Revisi UU TNI: Memperkuat Peran Militer dalam Keamanan Nasional di Era Modern
Revisi UU TNI: Memperkuat Peran Militer dalam Keamanan Nasional di Era Modern
Revisi Undang-Undang Tentara Nasional Indonesia (TNI) tengah menjadi sorotan publik. Gubernur Lembaga Ketahanan Nasional (Lemhannas), Ace Hasan Syadzily, memberikan pandangannya mengenai revisi tersebut, menekankan relevansi perubahan aturan untuk mengakomodasi peran TNI yang semakin kompleks dalam konteks keamanan nasional di era modern. Beliau menjelaskan bahwa keberadaan TNI dalam beberapa institusi negara, yang sebelumnya belum diatur secara eksplisit, perlu didefinisikan secara jelas untuk memastikan efektivitas kinerja dan respon terhadap berbagai ancaman. Peran TNI yang semakin penting dalam penanggulangan bencana alam, terorisme, dan keamanan siber menjadi alasan utama revisi ini.
Ace Hasan Syadzily memaparkan beberapa contoh lembaga negara yang membutuhkan peran aktif TNI. Ia menyebutkan Badan Nasional Penanggulangan Bencana (BNPB), Badan Nasional Penanggulangan Terorisme (BNPT), Badan Siber dan Sandi Negara (BSSN), Badan SAR Nasional (Basarnas), Badan Keamanan Laut (Bakamla), dan Badan Narkotika Nasional (BNN). Menurut beliau, kemampuan TNI dalam memberikan respons cepat dan efektif dalam situasi darurat, seperti bencana alam, membuat keterlibatan mereka di lembaga-lembaga tersebut menjadi krusial. Kehadiran perwira tinggi TNI di lembaga-lembaga tersebut, yang sebelumnya kurang terakomodasi dalam UU TNI yang lama, akan memperkuat koordinasi dan pengambilan keputusan dalam menghadapi berbagai ancaman.
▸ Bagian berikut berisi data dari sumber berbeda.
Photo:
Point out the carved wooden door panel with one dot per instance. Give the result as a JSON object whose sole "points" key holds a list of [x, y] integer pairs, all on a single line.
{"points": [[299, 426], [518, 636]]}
Lebih lanjut, Syadzily menjelaskan bahwa revisi ini bertujuan untuk memperjelas peran TNI dalam konteks supremasi sipil. Ia menegaskan bahwa revisi UU TNI tidak bertujuan untuk mengembalikan dwi fungsi ABRI seperti pada era Orde Baru. Penambahan peran TNI dalam beberapa lembaga negara, menurutnya, semata-mata untuk meningkatkan kapasitas dan efektivitas dalam menjaga keamanan dan kedaulatan negara. Ia memberikan contoh posisi perwira tinggi militer di BNPB, BNPT, dan BSSN yang perlu diakomodasi dengan lebih jelas dalam revisi UU ini. Kejelasan peran tersebut, diharapkan dapat meminimalisir ambiguitas dan mempercepat respon terhadap ancaman terorisme, keamanan siber, dan bencana alam.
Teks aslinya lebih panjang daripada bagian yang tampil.